Bu ayetin tefsirinde şöyle açıkladık: “Artık Nebilerinin döneminde Allah’ın onlara (Yahudilere) uzattığı ipi kalmadı, onlara yardımı kesti, onları himaye etmez. İnsanların ipi kaldı, insanlar onları himaye edebilirler. İnsanların ipi kaldı, yardım edilebilir. Bu da geçicidir, Allah’ın müsaade ettiği kadar devam eder, ondan sonra kesilir”.

Şimdi Amerika ve Batı devletleri hep onlara yardım ediyor. Filistin otoritesi, Türkiye, Mısır, Ürdün, Arap Emirlikleri, Bahreyn ve Fas onları tanıyıp normal ilişki kuruyor ve ticaretle yardım ediyor.

Onların kutsal topraklarda hakları kalmadı, cezalandırıldılar, Rumlar onları yeryüzünde dağıttılar. 2000 seneye kadar zelil olarak yaşadılar. Müslümanlar Hicri 16 senesinde, yaklaşık 1330 sene önce Halife Ömer vasıtasıyla fethetti ve böylece Müslümanlara ait oldu. Ancak sömürgecilik amacıyla, kendileri için İslam dünyasının kalbinde bir üs olsun diye Britanya ve ondan sonra Amerika Filistin’de Yahudilere bir devlet kurdular ve bu güne kadar yardımı devam ettirdiler. Müslümanlara karşı kullanıyorlar.
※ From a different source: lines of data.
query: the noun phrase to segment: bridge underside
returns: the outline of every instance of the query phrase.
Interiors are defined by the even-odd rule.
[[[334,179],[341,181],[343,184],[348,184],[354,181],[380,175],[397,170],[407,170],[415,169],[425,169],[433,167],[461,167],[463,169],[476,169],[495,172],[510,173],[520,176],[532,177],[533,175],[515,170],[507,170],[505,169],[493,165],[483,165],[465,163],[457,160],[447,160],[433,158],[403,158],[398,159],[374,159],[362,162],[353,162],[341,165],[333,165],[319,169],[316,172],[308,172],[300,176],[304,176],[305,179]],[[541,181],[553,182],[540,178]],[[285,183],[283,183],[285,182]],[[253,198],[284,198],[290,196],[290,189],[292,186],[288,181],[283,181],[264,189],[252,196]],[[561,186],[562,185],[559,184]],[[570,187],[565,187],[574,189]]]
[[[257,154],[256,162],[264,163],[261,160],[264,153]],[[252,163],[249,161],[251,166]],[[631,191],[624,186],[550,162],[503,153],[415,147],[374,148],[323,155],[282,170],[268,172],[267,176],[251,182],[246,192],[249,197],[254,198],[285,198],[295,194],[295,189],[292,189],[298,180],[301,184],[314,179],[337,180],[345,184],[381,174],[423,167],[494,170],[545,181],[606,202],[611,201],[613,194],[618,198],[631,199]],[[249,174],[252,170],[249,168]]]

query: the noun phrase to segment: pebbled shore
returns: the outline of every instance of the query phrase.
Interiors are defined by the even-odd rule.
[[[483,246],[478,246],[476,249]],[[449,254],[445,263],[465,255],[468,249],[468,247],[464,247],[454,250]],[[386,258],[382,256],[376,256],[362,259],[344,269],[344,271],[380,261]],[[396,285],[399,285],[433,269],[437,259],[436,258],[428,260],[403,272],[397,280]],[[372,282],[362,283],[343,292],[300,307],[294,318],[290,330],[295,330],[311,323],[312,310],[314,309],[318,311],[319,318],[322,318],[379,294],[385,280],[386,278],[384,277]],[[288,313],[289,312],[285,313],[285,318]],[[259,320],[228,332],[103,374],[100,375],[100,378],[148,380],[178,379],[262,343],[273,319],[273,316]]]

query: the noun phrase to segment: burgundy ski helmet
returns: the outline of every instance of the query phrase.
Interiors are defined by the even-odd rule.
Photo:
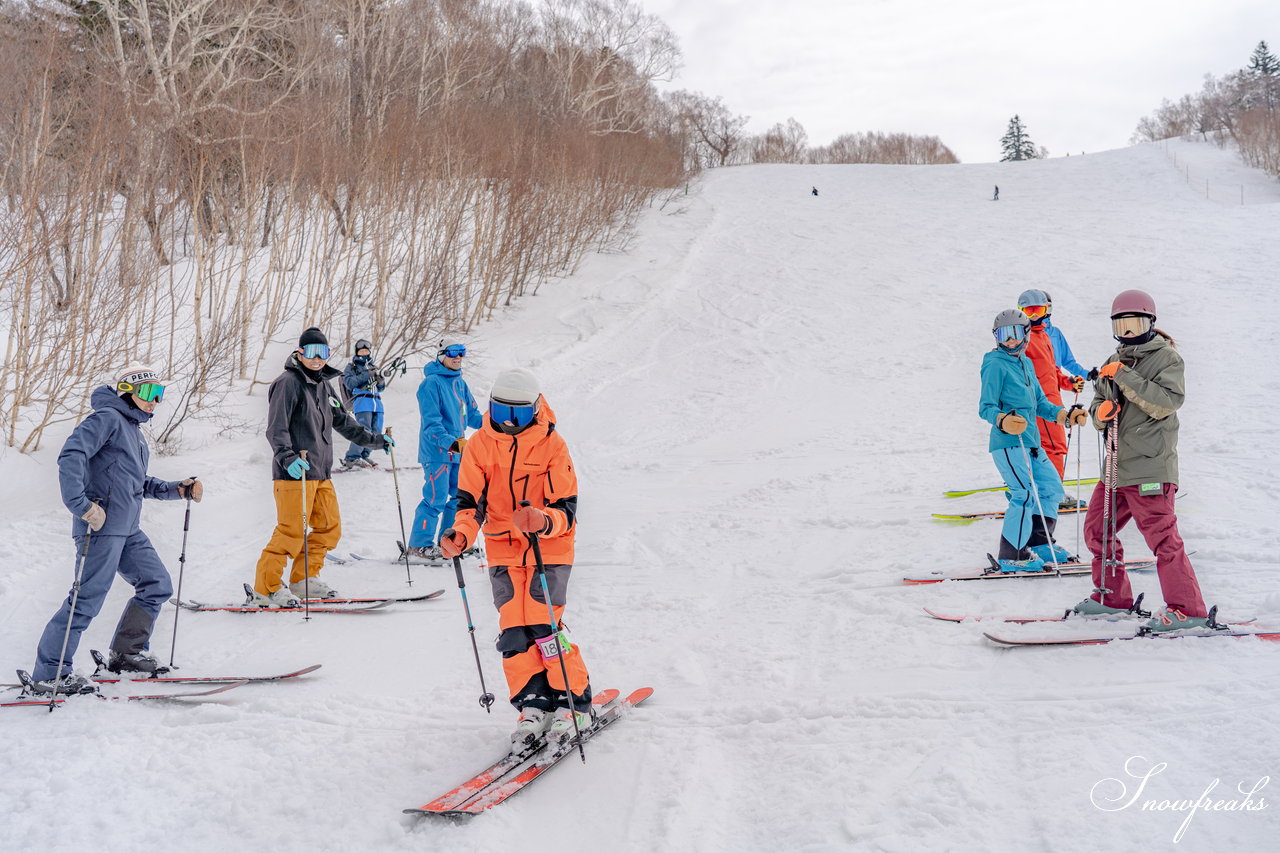
[[[1111,302],[1111,319],[1123,314],[1140,314],[1156,319],[1156,300],[1146,291],[1125,291]]]

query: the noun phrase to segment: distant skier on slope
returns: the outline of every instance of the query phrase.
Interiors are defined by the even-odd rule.
[[[390,435],[361,426],[342,407],[329,380],[340,377],[329,366],[329,339],[311,327],[298,338],[297,348],[284,362],[266,392],[266,441],[271,446],[271,482],[275,496],[275,530],[262,548],[248,605],[298,607],[300,596],[333,598],[329,584],[317,576],[325,555],[342,537],[338,493],[333,489],[333,439],[338,430],[364,447],[389,450]],[[307,459],[302,459],[302,451]],[[301,480],[306,478],[303,484]],[[303,497],[303,489],[306,494]],[[307,520],[303,530],[302,501]],[[303,551],[306,535],[306,551]],[[289,585],[283,584],[285,564],[293,560]],[[310,580],[308,580],[310,578]]]
[[[90,397],[93,414],[72,430],[58,455],[58,480],[63,503],[76,516],[72,538],[78,566],[78,590],[63,602],[40,637],[32,679],[41,693],[82,693],[91,689],[76,674],[72,660],[81,634],[97,616],[119,574],[133,585],[115,626],[108,669],[114,672],[163,671],[150,653],[155,619],[173,581],[140,520],[142,500],[198,502],[205,488],[196,478],[157,480],[147,474],[151,451],[142,424],[164,400],[164,384],[155,370],[133,365],[113,386],[100,386]],[[73,605],[74,602],[74,605]],[[63,643],[65,642],[65,649]]]
[[[422,425],[417,435],[417,461],[422,464],[422,500],[413,514],[408,552],[424,560],[439,560],[435,546],[443,530],[453,526],[458,508],[458,465],[467,446],[467,428],[481,425],[480,409],[462,378],[467,346],[458,338],[444,337],[435,360],[422,368],[417,387],[417,414]]]
[[[374,345],[365,338],[356,341],[352,359],[342,370],[342,384],[351,394],[351,414],[360,425],[370,432],[383,432],[383,391],[387,380],[374,364]],[[369,459],[371,452],[367,447],[351,442],[342,466],[378,467],[378,462]]]
[[[1089,405],[1093,425],[1100,432],[1111,430],[1103,478],[1094,487],[1084,516],[1094,590],[1075,606],[1075,612],[1121,613],[1133,607],[1133,590],[1123,565],[1124,546],[1117,538],[1133,519],[1156,555],[1166,605],[1165,612],[1152,616],[1147,628],[1151,631],[1208,629],[1212,628],[1208,611],[1178,533],[1174,510],[1178,410],[1187,397],[1183,359],[1174,348],[1174,339],[1155,324],[1156,301],[1143,291],[1125,291],[1111,304],[1111,332],[1119,346],[1098,370]],[[1114,482],[1108,487],[1106,474],[1112,466]]]
[[[521,506],[527,501],[530,506]],[[485,558],[498,606],[498,651],[511,703],[520,710],[512,742],[552,740],[573,734],[566,689],[573,692],[577,725],[590,724],[591,685],[576,644],[564,653],[570,685],[561,674],[556,637],[568,599],[577,533],[577,474],[568,447],[556,432],[556,414],[527,370],[498,375],[489,393],[489,415],[471,437],[458,475],[458,515],[440,539],[445,557],[475,544],[484,524]],[[536,578],[530,534],[536,534],[547,569],[556,625]]]
[[[991,424],[988,450],[1009,487],[997,557],[1001,571],[1039,571],[1046,562],[1070,558],[1052,539],[1062,480],[1041,450],[1039,434],[1027,429],[1033,418],[1066,423],[1068,410],[1048,401],[1024,355],[1029,327],[1019,310],[997,314],[991,329],[996,348],[982,359],[978,415]],[[1071,418],[1088,420],[1083,409]]]
[[[1044,328],[1044,318],[1048,316],[1048,296],[1044,295],[1044,291],[1023,291],[1018,297],[1018,307],[1030,323],[1027,336],[1027,357],[1030,359],[1036,369],[1036,378],[1048,401],[1055,406],[1061,406],[1062,391],[1075,388],[1076,383],[1057,366],[1057,361],[1053,359],[1053,342],[1050,341],[1048,330]],[[1066,432],[1061,424],[1043,418],[1037,419],[1036,426],[1039,432],[1041,446],[1053,464],[1059,480],[1061,480],[1066,469]]]

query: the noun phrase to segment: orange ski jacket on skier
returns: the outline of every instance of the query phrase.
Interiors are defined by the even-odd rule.
[[[1027,357],[1036,366],[1036,378],[1039,379],[1044,396],[1055,406],[1061,406],[1062,392],[1071,389],[1071,377],[1059,369],[1057,359],[1053,356],[1053,339],[1048,337],[1044,327],[1033,325],[1030,332],[1027,338]]]
[[[484,425],[471,435],[458,467],[458,514],[453,529],[476,544],[484,533],[490,566],[534,566],[534,549],[511,516],[521,501],[545,512],[549,529],[539,535],[543,562],[572,564],[577,532],[577,474],[568,446],[556,432],[556,412],[541,403],[534,424],[518,435]]]

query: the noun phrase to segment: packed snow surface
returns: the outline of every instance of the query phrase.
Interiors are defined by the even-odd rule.
[[[1243,184],[1245,204],[1206,197],[1188,167],[1211,188]],[[1280,628],[1277,269],[1280,186],[1207,145],[712,172],[655,204],[626,252],[589,259],[470,338],[476,396],[503,368],[531,368],[573,453],[567,621],[593,683],[655,688],[588,745],[586,765],[566,761],[468,824],[401,815],[495,758],[516,716],[479,707],[452,571],[419,567],[413,590],[448,593],[310,622],[178,617],[183,672],[324,665],[303,679],[184,704],[4,710],[0,849],[1275,849],[1280,646],[1002,651],[982,638],[992,622],[934,621],[922,606],[1055,615],[1088,578],[901,579],[980,566],[996,548],[996,523],[929,517],[1002,503],[942,497],[997,482],[977,416],[995,314],[1028,287],[1050,291],[1092,366],[1114,347],[1111,297],[1138,287],[1187,360],[1179,508],[1204,597],[1224,617]],[[265,375],[289,348],[279,342]],[[419,377],[387,394],[402,465],[416,461]],[[238,601],[274,525],[265,392],[233,400],[248,429],[197,429],[184,452],[151,461],[156,476],[206,483],[186,598]],[[9,671],[32,666],[73,574],[64,434],[0,457]],[[1070,474],[1078,464],[1097,474],[1092,430],[1073,439]],[[420,473],[398,482],[412,517]],[[334,483],[338,553],[390,557],[392,475]],[[182,523],[179,502],[143,514],[175,578]],[[1124,539],[1148,553],[1137,532]],[[1079,551],[1070,516],[1060,542]],[[323,578],[343,594],[407,590],[389,562]],[[488,584],[475,566],[467,580],[485,679],[502,694]],[[1155,574],[1134,580],[1161,602]],[[84,634],[82,671],[128,594],[118,581]],[[166,608],[154,642],[166,662],[173,631]],[[1211,788],[1208,806],[1185,811]]]

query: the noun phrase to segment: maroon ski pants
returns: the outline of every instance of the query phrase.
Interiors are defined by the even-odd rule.
[[[1187,548],[1178,534],[1178,515],[1174,512],[1174,496],[1178,487],[1165,483],[1160,492],[1142,494],[1140,485],[1121,485],[1115,491],[1115,532],[1116,534],[1133,519],[1138,530],[1147,540],[1147,547],[1156,555],[1156,574],[1160,576],[1160,590],[1165,605],[1179,610],[1184,616],[1206,616],[1204,599],[1201,597],[1196,570],[1187,558]],[[1084,516],[1084,544],[1093,555],[1093,587],[1107,592],[1093,593],[1094,601],[1107,607],[1130,607],[1133,589],[1129,587],[1129,574],[1124,566],[1107,566],[1103,576],[1102,557],[1112,556],[1110,546],[1103,544],[1103,519],[1106,516],[1106,488],[1098,483],[1089,498],[1089,511]],[[1105,551],[1106,547],[1106,551]],[[1124,546],[1119,535],[1115,538],[1115,560],[1124,561]],[[1100,598],[1102,596],[1102,598]]]

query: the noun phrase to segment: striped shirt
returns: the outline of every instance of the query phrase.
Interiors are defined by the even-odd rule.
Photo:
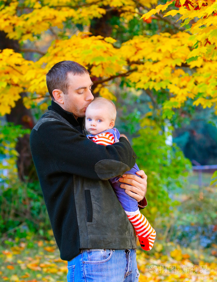
[[[97,144],[100,145],[111,145],[114,143],[114,137],[110,132],[103,132],[99,133],[93,137],[88,137],[88,138]]]

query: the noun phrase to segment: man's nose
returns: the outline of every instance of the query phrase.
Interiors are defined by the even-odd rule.
[[[88,94],[86,96],[86,100],[87,101],[92,101],[94,98],[93,95],[92,93],[91,90],[88,92]]]

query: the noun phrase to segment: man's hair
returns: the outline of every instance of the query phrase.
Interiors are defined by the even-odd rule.
[[[52,100],[54,100],[52,93],[54,89],[68,94],[68,73],[81,76],[89,73],[84,67],[73,61],[62,61],[55,64],[46,75],[47,87]]]
[[[98,97],[93,100],[88,106],[90,108],[94,107],[97,108],[106,107],[109,110],[111,120],[115,121],[117,115],[116,107],[111,100],[109,100],[102,97]]]

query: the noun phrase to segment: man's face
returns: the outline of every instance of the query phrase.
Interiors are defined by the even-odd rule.
[[[76,119],[83,117],[94,98],[91,90],[93,83],[88,73],[81,76],[69,73],[68,80],[68,94],[63,94],[62,107],[72,113]]]
[[[104,107],[96,108],[90,106],[87,109],[85,115],[85,128],[94,135],[112,128],[114,124],[113,121],[111,120],[108,110]]]

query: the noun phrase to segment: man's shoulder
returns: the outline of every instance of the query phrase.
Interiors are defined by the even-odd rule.
[[[45,123],[56,122],[57,121],[62,121],[65,123],[70,124],[60,115],[52,110],[50,110],[41,116],[38,122],[34,126],[33,129],[38,131],[40,126]]]

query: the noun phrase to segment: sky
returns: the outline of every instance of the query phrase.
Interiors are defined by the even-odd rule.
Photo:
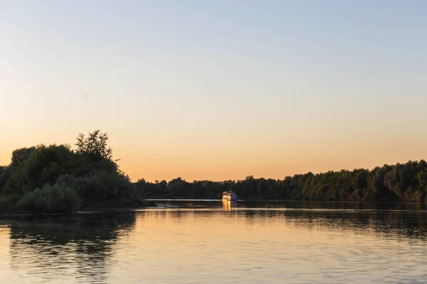
[[[134,180],[427,158],[424,1],[0,0],[0,165],[106,132]]]

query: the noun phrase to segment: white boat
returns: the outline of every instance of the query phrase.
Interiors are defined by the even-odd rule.
[[[237,201],[237,195],[233,190],[223,192],[223,200]]]

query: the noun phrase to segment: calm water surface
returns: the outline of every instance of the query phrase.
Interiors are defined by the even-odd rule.
[[[421,283],[420,204],[158,202],[73,216],[0,216],[9,283]]]

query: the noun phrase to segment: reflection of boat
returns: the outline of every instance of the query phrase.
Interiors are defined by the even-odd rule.
[[[223,192],[223,200],[237,201],[237,195],[233,190]]]
[[[231,208],[235,207],[236,205],[237,202],[236,201],[223,200],[223,209],[226,211],[231,211]]]

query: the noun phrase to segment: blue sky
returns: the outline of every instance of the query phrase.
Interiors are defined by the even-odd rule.
[[[423,1],[4,0],[0,163],[98,128],[149,180],[423,158],[426,14]]]

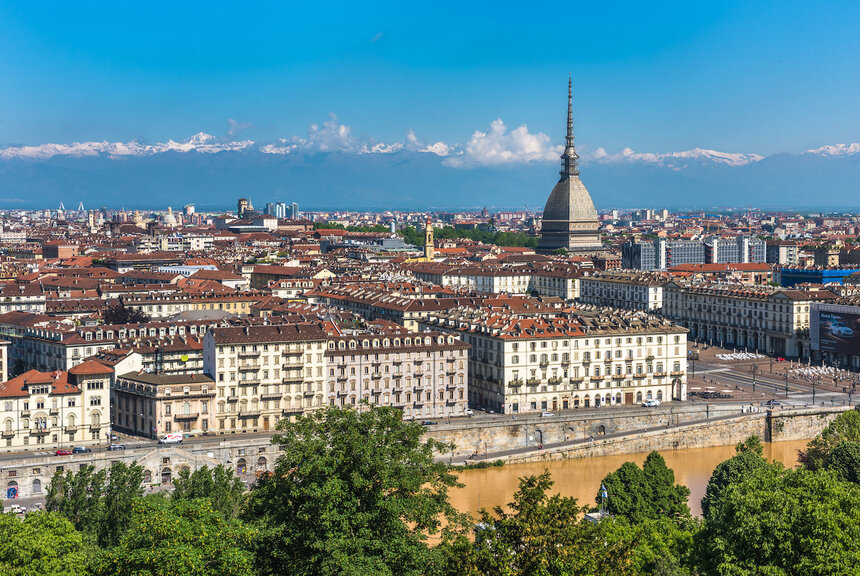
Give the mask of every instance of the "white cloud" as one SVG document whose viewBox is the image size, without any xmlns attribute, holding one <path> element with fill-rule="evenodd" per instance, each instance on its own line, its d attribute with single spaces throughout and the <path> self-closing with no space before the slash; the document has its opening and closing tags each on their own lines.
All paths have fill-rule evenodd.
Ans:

Allah’ın müminlere Hilafetle ve bütün dünyaya İslam’ın yayılmasıyla imkân ve otorite sahibi olacaklarına dair yazısı vardır. Nur suresi 55. Ayette salih amel yapanlar, yani; Allah’ın emrine uyan ve nehiylerinden uzak durup iman edenleri yeryüzünde halife kılacağı, kendilerinden razı olduğu İslam dinini egemen kılacağını ve emniyet ve huzur sağlayacağına dair vaadi vardır. Rabbinden bir vahiy olarak Rasulullah SallAllahu Aleyhi ve Sellem’in nübüvvet metodu üzerinde Hilafetin kurulmasıyla ilgili müjdesi vardır. Bunlar elbet gerçekleşecektir. Fakat bunun için çalışmak müminlere yazıldı; farz kılındı. Bunu gerçekleştirmeye çalışmayıp demokrasi ve laiklik gibi küfür sistemlerini yıkmaya ve milliyetçilik ve vatancılık gibi cahiliye naralarını ortadan kaldırmaya gayret sarf etmiyenler vebal içerisindedir. Bu nedenle ümmet belli zamana kadar ceza çeker.

 Ama Musa, Harun ve o iki Mümin gibi bu asırda Allah’ın vaadini ve Rasulullah SallAllahu Aleyhi ve Sellem’in müjdesini gerçekleştirmeye çalışanlar Allah’ın izniyle azaptan kurtulurlar. Bundan sonra ümmetin geneli bu çalışanlara destek verip tabi olunca Allah’ın affı ve zaferi gerçekleşir.